We had some great times in Pioden and thoroughly enjoyed sailing her, but she was small, and ond day we spotted a 22-footer for sale, with standing headroom – what luxury! Needless to say, we bought her and did a complete re-fit, making her a very comfortable boat. She was called “Buggalugs”, which the kids in school thought was funny and we had lots more little mini-holidays on board her, but we don’t seem to have any photos of her, so here’s a stock-image to show what she looked like…
One day we were passing the British Waterways works at Ellesmere when we noticed a very dilapidated looking narrow boat. It appeared to have been abandoned and brambles had grown off the bank, right through the boat’s near-side windows and out through the windows on her off-side. We managed to find out who owned her, bought her, and set about yet another boat refit, but this was to be a major task which lasted a few years. She was called “Otter” and she was built by a firm called Piper, the Rolls Royce of narrowboat builders.
To us, Otter was the height of luxury. She had a shower and toilet cubicle, a permanent double bed, a galley with gas cooker, fridge and sink, plus a saloon with a multi-fuel stove and very comfy seats. There was running hot and cold water on tap and the saloon could also be converted into a second bedroom when needed. She was a bright looking boat and we sailed her far and wide for several years, before finally selling her to buy a motor-home and driving off to France, Belgium and the Nedderlands. Otter sold remarkably easily and we did rather well, but then, we had put a lot of work into her.

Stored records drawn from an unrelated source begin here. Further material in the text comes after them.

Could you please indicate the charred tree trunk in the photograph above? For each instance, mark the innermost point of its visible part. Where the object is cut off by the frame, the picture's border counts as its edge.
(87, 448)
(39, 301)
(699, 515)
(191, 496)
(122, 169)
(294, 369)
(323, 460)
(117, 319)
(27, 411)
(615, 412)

So, we’ve been boat-less for about seven years, but then up popped an advert for a 17ft sailing boat which is easy to launch and recover with her trailer, but guess what, her name was Otter, so I bought her (well, I had to, didn’t I ). She’s a 17ft trailer-sailer which could sleep two adults and two children, but we like our comfort these days, so it’s unlikely that we’ll ever sleep on her.
This morning we got her mast erected, fitted the boom and ran the sails up. There’s a few little jobs to do before we sail her, but they’re very minor things and we hope to have her on Llyn Tegid very soon, with her new name of “Dyfrgi”, which is the Welsh word for Otter.